How to Build Truly Expert AI Agents

A Comprehensive Research Document for WiderWings

Research compiled Feb 27, 2026 by Mark Wings
Sources: Anthropic, OpenAI, DeepLearning.AI (Andrew Ng), Lilian Weng (OpenAI), CrewAI, OpenAI Swarm

Executive Summary

Building expert AI agents is not about adding complexity — it is about the right complexity in the right places. The most successful agent implementations use simple, composable patterns rather than heavy frameworks. This document synthesizes best practices from the leading practitioners in the field across six dimensions: Identity & Persona, Instructions & Prompting, Memory, Tools, Workflow Patterns, and Multi-Agent Orchestration.

Key Takeaway: Start simple. Only add complexity when it demonstrably improves outcomes. A well-prompted single agent with the right tools will outperform a poorly-designed multi-agent system every time.

1. IDENTITY & PERSONA

Why It Matters

Setting a role in the system prompt focuses the model's behavior, tone, and decision-making. Even a single sentence ("You are a helpful coding assistant specializing in Python") makes a measurable difference (Anthropic docs). But truly expert agents go much deeper.

Best Practices

a) Define Role + Goal + Backstory (the CrewAI Model)
CrewAI's agent architecture uses three core identity fields that are now considered best practice:

Role: Defines function and expertise (e.g., "Senior Frontend Developer specializing in Svelte and Tailwind")
Goal: The individual objective that guides decision-making (e.g., "Build pixel-perfect, accessible UIs that load in under 2 seconds")
Backstory: Provides context and personality, enriching interactions (e.g., "You've shipped 50+ production Svelte apps. You have strong opinions about component architecture and hate unnecessary dependencies.")

This trio creates a much stronger behavioral anchor than role alone.

b) Personality Should Be Specific, Not Generic

Bad: "You are a helpful assistant"
Good: "You are a senior backend engineer who values clean APIs, writes comprehensive error handling, and pushes back on scope creep. You prefer PostgreSQL over NoSQL and always consider migration paths."
The more specific the personality, the more consistent and expert the outputs

c) Include Anti-Patterns
Explicitly state what the agent should NOT do:

"Never give generic advice. Always ground recommendations in our specific codebase."
"Don't ask for permission on routine tasks. Just do them and report what you did."
"Don't be sycophantic. If the proposed approach is wrong, say so directly."

d) Give Them Opinions
Expert humans have preferences and opinions. Expert agents should too:

"You prefer functional components over class components"
"You believe in testing the behavior, not the implementation"
"When given a choice between speed and correctness, always choose correctness first"
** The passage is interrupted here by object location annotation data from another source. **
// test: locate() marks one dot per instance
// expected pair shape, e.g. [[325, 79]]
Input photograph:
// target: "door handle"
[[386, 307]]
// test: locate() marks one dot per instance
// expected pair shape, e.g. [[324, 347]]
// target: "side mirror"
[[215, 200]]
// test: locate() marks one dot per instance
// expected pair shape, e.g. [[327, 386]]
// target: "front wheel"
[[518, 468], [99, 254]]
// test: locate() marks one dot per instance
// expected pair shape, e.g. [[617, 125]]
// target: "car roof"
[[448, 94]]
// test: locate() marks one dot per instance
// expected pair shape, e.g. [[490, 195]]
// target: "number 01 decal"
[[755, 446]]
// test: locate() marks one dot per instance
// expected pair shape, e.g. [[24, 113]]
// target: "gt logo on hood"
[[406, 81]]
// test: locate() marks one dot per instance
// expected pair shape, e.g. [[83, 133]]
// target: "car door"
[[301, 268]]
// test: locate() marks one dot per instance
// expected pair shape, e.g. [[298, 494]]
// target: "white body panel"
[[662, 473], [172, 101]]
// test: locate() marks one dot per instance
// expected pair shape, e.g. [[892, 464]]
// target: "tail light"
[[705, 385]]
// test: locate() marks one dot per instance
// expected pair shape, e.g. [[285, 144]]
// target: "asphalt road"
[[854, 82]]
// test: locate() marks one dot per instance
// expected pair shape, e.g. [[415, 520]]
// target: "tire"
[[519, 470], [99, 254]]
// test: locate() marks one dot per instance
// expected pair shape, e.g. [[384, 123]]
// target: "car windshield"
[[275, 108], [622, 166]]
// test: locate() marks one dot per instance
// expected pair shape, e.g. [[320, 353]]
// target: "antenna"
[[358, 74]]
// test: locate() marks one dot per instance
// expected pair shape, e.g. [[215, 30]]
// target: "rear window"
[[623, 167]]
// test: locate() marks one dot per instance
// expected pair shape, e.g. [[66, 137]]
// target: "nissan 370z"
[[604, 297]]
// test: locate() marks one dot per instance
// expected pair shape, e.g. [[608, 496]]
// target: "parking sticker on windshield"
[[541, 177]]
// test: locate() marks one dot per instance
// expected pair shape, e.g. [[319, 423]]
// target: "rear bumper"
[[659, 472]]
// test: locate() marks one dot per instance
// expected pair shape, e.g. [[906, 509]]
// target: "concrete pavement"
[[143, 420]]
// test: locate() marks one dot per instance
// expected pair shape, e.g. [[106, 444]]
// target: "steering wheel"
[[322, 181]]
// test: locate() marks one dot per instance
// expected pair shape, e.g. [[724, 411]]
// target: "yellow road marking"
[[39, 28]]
Template for Agent Identity

# SOUL.md - [Agent Name]

## Core Role
[1-2 sentences defining what this agent does]

## Expertise
[Specific technologies, domains, skills — be granular]

## Operating Principles
[5-8 principles that guide behavior, including opinions and preferences]

## Anti-Patterns (What NOT to Do)
[3-5 explicit things to avoid]

## Communication Style
[How they talk: formal/casual, verbose/terse, emoji usage, etc.]

## Boundaries
[What's in scope vs. out of scope for this agent]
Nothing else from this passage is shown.